Als leitender Lösungsarchitekt betreue ich die Zuverlässigkeitssäule des AWS Well-Architected-Frameworks und helfe Kunden dabei, belastbare bzw. resiliente IT-Workloads auf AWS zu erstellen. Dadurch unterstütze ich sie bei einer ihrer größten Herausforderungen, nämlich sich auf Notfälle und Katastrophen angemessen und richtig vorzubereiten. Zu diesen Ereignissen gehören Naturkatastrophen wie Erdbeben oder Überschwemmungen, technische Ausfälle wie Strom- oder Netzwerkausfall und menschliche Eingriffe, z.B. unbeabsichtigte oder unbefugte Änderungen. Letztlich wird jedes Ereignis, das eine IT-Workload oder ein System daran hindert, seine Aufgabe am Hauptstandort zu erfüllen, als Katastrophe eingestuft. Dieser Blogbeitrag zeigt, wie man passende Architekturen für die Notfallwiederherstellung (engl. «Disaster Recovery – DR»), d.h. für den Prozess der Vorbereitung und Wiederherstellung nach einer Katastrophe, entwickelt. Die Notfallwiederherstellung Ihrer IT-Workloads ist ein entscheidender Teil zur Aufrechterhaltung des Geschäftsbetriebs.

Ziele der Notfallwiederherstellung

Weil ein Katastrophenereignis Ihre IT-Workloads möglicherweise ausfällen lässt, ist das Ziel der Notfallwiederherstellung, sie wieder schnell Verfügbar zu machen und Datenverluste zu minimieren. Daraus ergeben sich die folgenden beiden Zielindikatoren:

  • Wiederherstellungszeitpunkt (engl. «Recovery Point Objective – RPO»): Die maximal zulässige Zeitspanne seit dem letzten Datenwiederherstellungspunkt.

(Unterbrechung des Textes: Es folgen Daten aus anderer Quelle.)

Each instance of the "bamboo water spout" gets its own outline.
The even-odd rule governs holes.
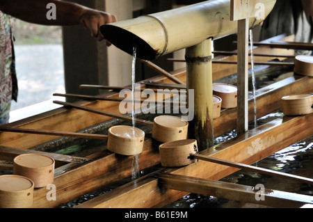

Der RPO-Wert beeinflusst den maximal akzeptablen Datenverlust.
  • Wiederherstellungsdauer (engl. «Recovery Time ObjectiveRTO»): Die maximal zulässige Verzögerung zwischen der Unterbrechung des Dienstes und der Wiederherstellung des Dienstes. Der RTO-Wert bestimmt die akzeptable Dauer für Serviceausfälle.

Abbildung 1: Ziele: Wiederherstellungszeitpunkt (RPO) und Wiederherstellungsdauer (RTO)

 

Für RPO und RTO bedeuten niedrigere Zeit-Werte geringere Ausfallzeiten und einen geringeren Datenverlust. Anderseits führen niedrigere RPO- und RTO-Ziele, zu höheren Kosten durch zusätzliche IT-Ressourcen und durch eine grössere Betriebskomplexität. Deshalb müssen die gewählten RPO/RTO-Ziele und deren Kosten, in einem angemessenen Verhältnis zum Geschäftswert der IT-Workloads stehen.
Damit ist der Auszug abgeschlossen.